The price of benchmark US crude oil has dropped to US$12.34 a barrel. At the beginning of the year it was around US$ 60.

As well as affecting countless lives, COVID-19 has unleashed a devastating blow to the global economy. The virus has had the effect of disrupting supply chains while choking demand. Electricity demand has decreased in many regions and the market for transporting fuel has shrunk dramatically as countries have sealed borders, grounded planes and restricted movement.

As it stands, all parts of the energy value chain are to be affected - upstream, midstream, downstream, and service companies.

In addition to hastily implementing COVID-19 safety measures, companies are seeing the need to reduce capital expenditures and conserve cash.

Subsequently, the coronavirus is set to have an impact across the energy sector:

Natural gas: Lower prices for oil are causing natural gas prices to decrease.
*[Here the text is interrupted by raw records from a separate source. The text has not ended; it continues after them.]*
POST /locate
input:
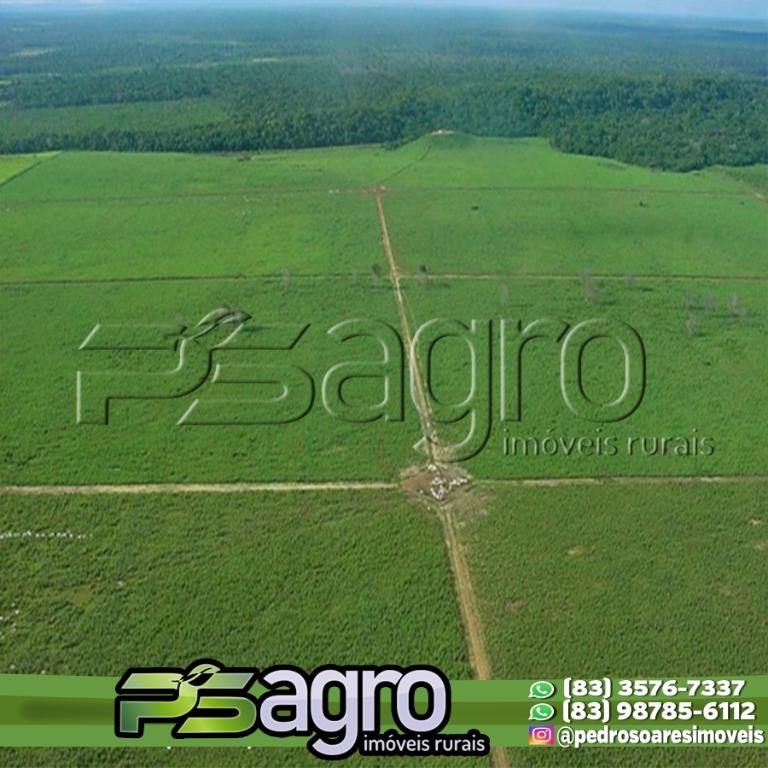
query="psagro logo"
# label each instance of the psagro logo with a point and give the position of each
(338, 708)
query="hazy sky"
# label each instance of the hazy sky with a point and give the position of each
(726, 8)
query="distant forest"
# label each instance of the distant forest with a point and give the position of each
(674, 94)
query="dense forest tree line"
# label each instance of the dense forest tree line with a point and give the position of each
(390, 85)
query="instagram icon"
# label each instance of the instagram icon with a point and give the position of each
(541, 735)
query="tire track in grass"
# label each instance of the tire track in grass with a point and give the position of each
(473, 628)
(150, 488)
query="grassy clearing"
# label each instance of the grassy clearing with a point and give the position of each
(622, 581)
(565, 231)
(106, 175)
(102, 118)
(45, 326)
(278, 578)
(700, 382)
(468, 162)
(13, 165)
(250, 235)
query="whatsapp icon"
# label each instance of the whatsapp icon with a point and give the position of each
(541, 712)
(541, 690)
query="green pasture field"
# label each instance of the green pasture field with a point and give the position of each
(45, 325)
(13, 165)
(262, 579)
(102, 118)
(564, 231)
(245, 235)
(701, 379)
(109, 175)
(621, 580)
(460, 161)
(247, 579)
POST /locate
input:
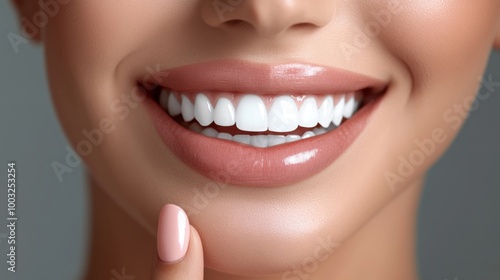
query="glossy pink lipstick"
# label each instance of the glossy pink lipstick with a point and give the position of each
(244, 165)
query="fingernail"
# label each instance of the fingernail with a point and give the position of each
(173, 234)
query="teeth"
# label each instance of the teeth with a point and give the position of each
(174, 107)
(251, 114)
(283, 116)
(326, 112)
(225, 136)
(349, 107)
(224, 114)
(292, 138)
(308, 135)
(276, 140)
(308, 115)
(210, 132)
(338, 112)
(243, 139)
(187, 109)
(203, 110)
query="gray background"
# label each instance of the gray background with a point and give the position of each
(459, 225)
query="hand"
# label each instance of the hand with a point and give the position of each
(180, 252)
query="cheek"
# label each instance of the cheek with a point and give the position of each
(442, 41)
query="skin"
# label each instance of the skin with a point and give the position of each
(430, 53)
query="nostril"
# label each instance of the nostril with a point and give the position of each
(303, 26)
(235, 22)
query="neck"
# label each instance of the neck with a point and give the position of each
(383, 249)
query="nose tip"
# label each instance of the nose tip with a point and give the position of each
(266, 17)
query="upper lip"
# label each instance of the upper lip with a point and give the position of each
(237, 76)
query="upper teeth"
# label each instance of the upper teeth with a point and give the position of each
(251, 113)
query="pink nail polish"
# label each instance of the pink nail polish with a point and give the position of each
(173, 234)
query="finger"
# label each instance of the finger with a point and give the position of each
(180, 252)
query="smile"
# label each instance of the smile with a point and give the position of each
(258, 125)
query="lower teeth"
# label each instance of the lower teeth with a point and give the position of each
(260, 141)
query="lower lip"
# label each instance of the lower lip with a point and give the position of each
(239, 164)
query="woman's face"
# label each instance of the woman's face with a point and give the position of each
(420, 61)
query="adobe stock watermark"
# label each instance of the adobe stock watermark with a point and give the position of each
(454, 117)
(222, 7)
(92, 138)
(321, 252)
(122, 275)
(31, 27)
(362, 37)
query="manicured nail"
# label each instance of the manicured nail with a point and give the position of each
(173, 234)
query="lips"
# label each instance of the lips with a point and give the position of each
(260, 125)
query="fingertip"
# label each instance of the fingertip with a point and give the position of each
(174, 260)
(173, 234)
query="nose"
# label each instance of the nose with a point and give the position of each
(267, 17)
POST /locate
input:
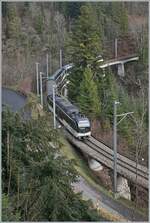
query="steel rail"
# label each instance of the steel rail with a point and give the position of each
(120, 162)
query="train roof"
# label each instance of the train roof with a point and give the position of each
(66, 105)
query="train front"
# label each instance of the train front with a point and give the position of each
(84, 127)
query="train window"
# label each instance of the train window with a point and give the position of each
(83, 124)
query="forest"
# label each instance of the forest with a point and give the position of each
(84, 31)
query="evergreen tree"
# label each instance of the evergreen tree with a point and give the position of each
(13, 29)
(88, 99)
(36, 178)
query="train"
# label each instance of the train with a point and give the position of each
(68, 114)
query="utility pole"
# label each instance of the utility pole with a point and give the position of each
(115, 123)
(37, 78)
(60, 58)
(116, 47)
(41, 89)
(54, 106)
(47, 63)
(115, 146)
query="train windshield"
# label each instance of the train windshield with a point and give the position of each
(84, 124)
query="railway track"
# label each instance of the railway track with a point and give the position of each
(122, 162)
(104, 154)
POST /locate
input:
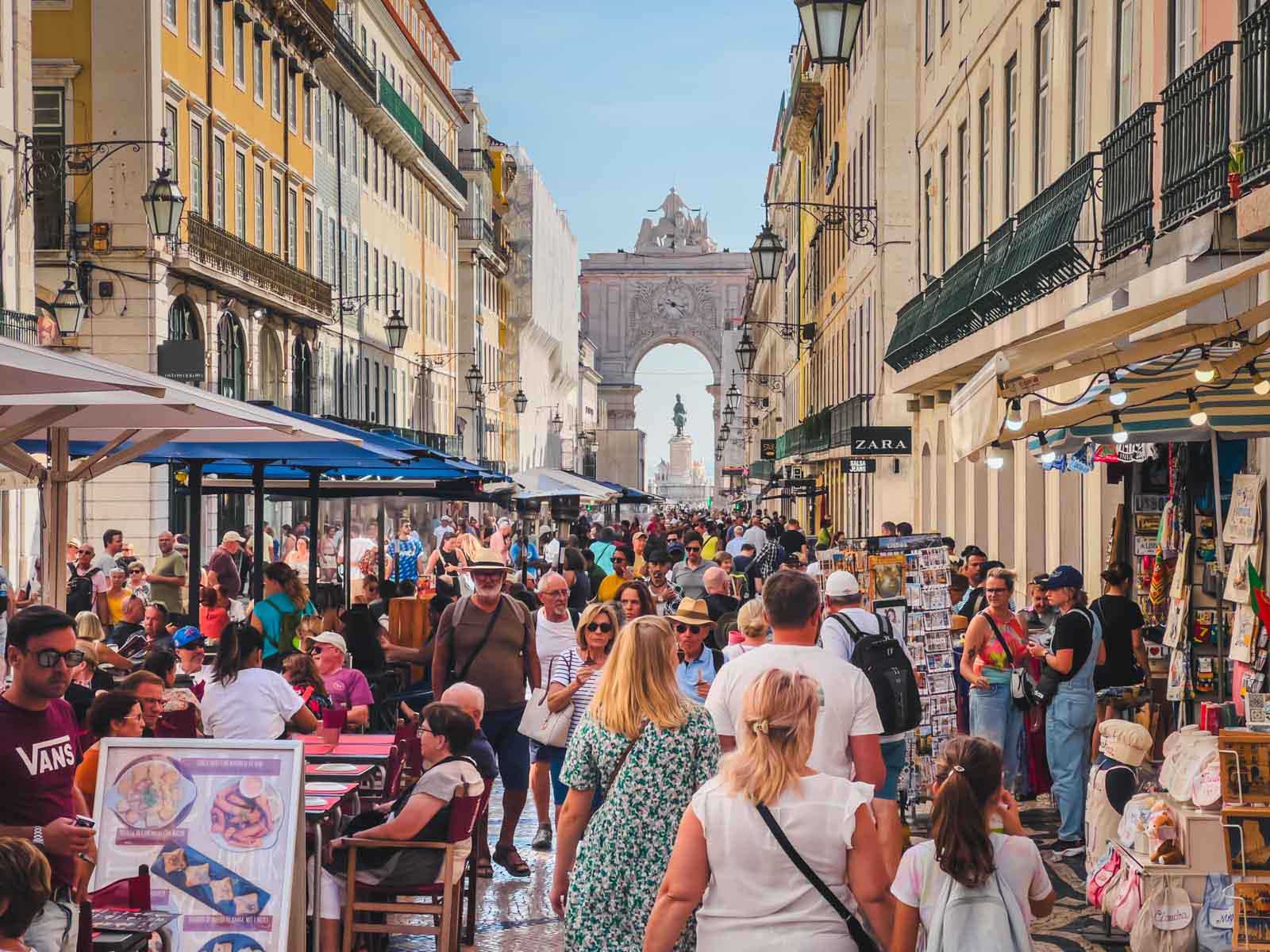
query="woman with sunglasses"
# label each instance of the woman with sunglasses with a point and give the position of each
(575, 677)
(114, 714)
(635, 601)
(996, 643)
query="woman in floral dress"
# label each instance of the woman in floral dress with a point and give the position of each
(648, 749)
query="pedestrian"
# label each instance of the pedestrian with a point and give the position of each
(996, 643)
(225, 565)
(556, 628)
(849, 727)
(1075, 651)
(634, 601)
(968, 804)
(488, 639)
(277, 616)
(647, 749)
(346, 687)
(727, 854)
(243, 701)
(38, 759)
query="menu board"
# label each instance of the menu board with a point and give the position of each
(219, 824)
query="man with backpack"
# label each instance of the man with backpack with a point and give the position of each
(867, 640)
(86, 587)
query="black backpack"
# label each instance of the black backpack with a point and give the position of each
(79, 590)
(889, 672)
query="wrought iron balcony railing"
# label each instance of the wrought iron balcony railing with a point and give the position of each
(23, 328)
(1197, 139)
(229, 254)
(1128, 190)
(1255, 95)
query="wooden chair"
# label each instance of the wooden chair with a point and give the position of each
(444, 895)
For example, LNG to China is being allocated to new buyers to absorb the additional supply that has come online in the last few years while in India buyers are deferring LNG cargos as ports close operations with strict lockdowns in place. 

Renewables: China, for example, has one of the largest manufacturing economies in the world and that includes manufacturing equipment used in solar energy technology. The extended closure of companies is having an impact on the global solar supply chain. Similarly, wind turbine component production is also impacted due to production delays.

Petrochemicals: Further down the chain, slower procurement of resources as well as a slowdown in consumer demand will have an impact on this area of the energy sector. Larger projects are likely to be delayed.

Batteries: As an example, the immediate effect of the coronavirus was a reduction in lithium-ion battery production in China. A ten percent reduction means seven percent of the global production capacity. Demand, therefore, could go up, having a short-to-medium term effect on cost.

To combat the economic effects of the coronavirus, companies will have to build a high degree of flexibility and continued resiliency into their short and medium-term strategizing. Many will have to adjust operations and not assume that recovery will be a continuous and linear process. Human resource models that provide 60:40 flexibility around a 60 percent permanent core, are likely to become intrinsic.

Many regulations for strict separation, hygiene, control and business resilience that were adopted at the height of the crisis may need to be maintained or altered as per more permanent requirements.

In the case of oil, high-cost producers that have been left exposed by the collapse in oil prices may need to turn to collaborative partnerships or consolidation as a way of bringing their costs down.

Further, it is also important to note that climate change and global environmental awareness has grown significantly during the Covid-19 responses. The International Energy Agency has said that there is a “historic opportunity” to pour investment into energy technologies that cut greenhouse gas emissions.

The executive director Fatih Birol announced that the IEA will publish a special edition of its annual World Energy Outlook on June 18th to list out green job-creation policy options. The IEA is also due to host a Clean Energy Transitions Summit on July 9th.

The coronavirus has sent shockwaves across the energy sector causing, both short term and long-term impacts. Business and industry are being forced to rework their traditional strategies to mitigate the effects of the virus. It is, therefore, crucial that in addition to financial aid and subsidies, companies utilize collaborative platforms for partnership building, information sharing and resources. As for the transition to clean energy, one can only say that Covid-19 has made us an offer we should not refuse.